In einem offenen Brief fordern über 100 Ärztinnen und Ärzte aus Baden-Württemberg, die Homöopathie in der ärztlichen Weiterbildungsordnung als Zusatzbezeichnung zu belassen. Der Brief wurde vom Heidenheimer Arzt Ulrich Geyer organisiert und am Donnerstag in Stuttgart veröffentlicht. Er richtet sich an die Delegierten der Landesärztekammer, die am Samstag darüber entscheiden werden.
Befürchtung: Professionelle Kontrolle geht verloren
Homöopathie solle weiterhin in der ärztlichen Profession bleiben, sagt Geyer.
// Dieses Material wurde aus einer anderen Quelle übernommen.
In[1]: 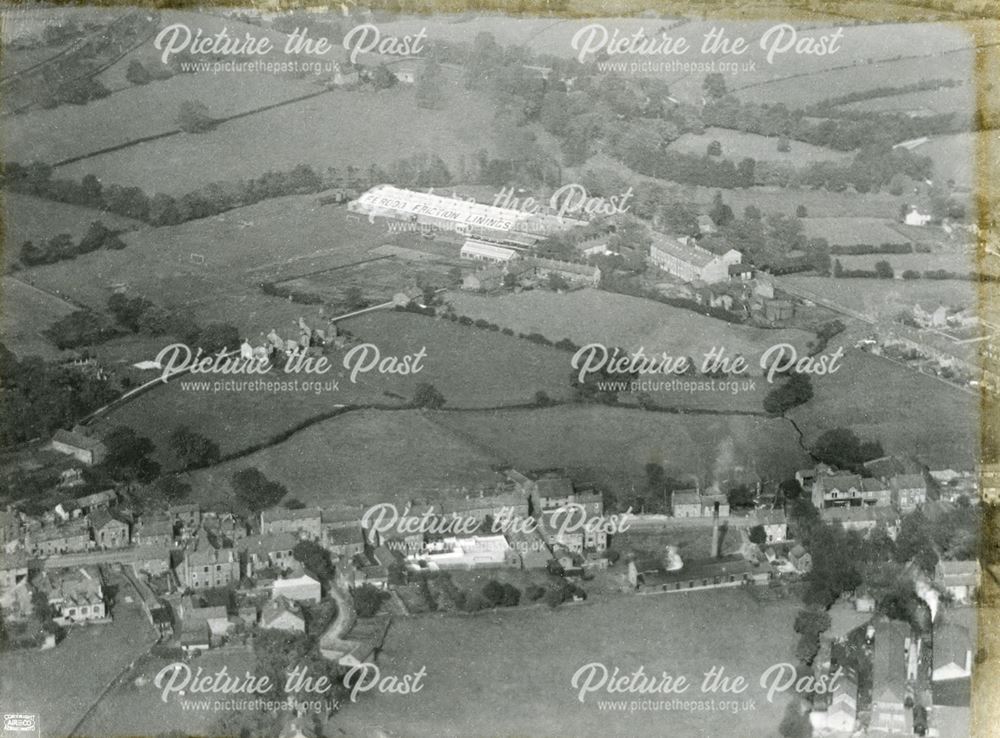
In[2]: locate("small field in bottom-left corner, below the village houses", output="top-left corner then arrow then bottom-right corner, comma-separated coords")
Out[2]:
0,576 -> 155,736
Nur so könne kompetent entschieden werden, ob eine konventionelle Behandlung indiziert sei oder eine homöopathische Behandlung eine zusätzliche Option sein könne. Werde Homöopathie in den außerärztlichen Bereich abgedrängt, gehe diese professionelle Kontrolle verloren. Der Brief hebt hervor, dass Homöopathie von Ärzten in der Regel integrativ eingesetzt werde, also nicht als Alternative zur konventionellen Medizin, sondern ergänzend.
Arzt verweist auf Modelle in Österreich und der Schweiz
Baden-Württemberg, so Geyer, spiele eine Vorreiterrolle in diesem Miteinander, sowohl an der Universität als auch in der klinischen Praxis. In der Schweiz sei Homöopathie seit 2017 als Teil der Grundversicherung anerkannt, wenn sie von qualifizierten Ärzten praktiziert werde. In Österreich sei die homöopathische Behandlung ausschließlich Ärzten vorbehalten, um für die Patientinnen und Patienten ein hohes Maß an Sicherheit zu garantieren.
Streit um Homöopathie in Baden-Württemberg
Bereits vor zwei Jahren hatte die Landesärztekammer Baden-Württemberg beschlossen, die Zusatzbezeichnung "Homöopathie" aus der Weiterbildungsordnung der Ärztinnen und Ärzte in Baden-Württemberg zu streichen. Damit folgten die Medizinerinnen und Mediziner einem entsprechenden Beschluss des Deutschen Ärztetags, zuvor hatten bereits zwölf von siebzehn Landesärztekammern bereits so entschieden.
Doch der baden-württembergische Gesundheitsminister Manfred Lucha (Grüne) verweigerte seine Zustimmung und wandte sich mit scharfer Kritik gegen den Beschluss. Dieser sei "ein absolut falsches Signal", so Lucha, denn Baden-Württemberg sei das Land der Naturheilkunde, zudem sei die Homöopathie für viele Bürgerinnen und Bürger ein wichtiger Teil der Gesundheitsversorgung. Zudem glaube er selbst an ihre Wirkung.
Lauterbach will Homöopathie als Kassenleistung streichen
Bundesgesundheitsminister Karl Lauterbach (SPD) hatte Anfang dieses Jahres auf der Plattform X verkündet, die Homöopathie als Kassenleistung streichen zu wollen. Lauterbach zufolge könnten durch die Streichung zwischen 20 und 50 Millionen Euro gespart werden. Es komme ihm aber nicht auf das Geld an, betonte Lauterbach. Stattdessen gehe es ums Prinzip: Grundlage dessen, was vergütet werde, müsse der wissenschaftliche Sachstand sein, so der SPD-Politiker. Auch dagegen wandte sich BW-Gesundheitsminister Lucha mit heftiger Kritik, er sprach von einer "scheinheiligen Evidenz- vs. Kostendebatte".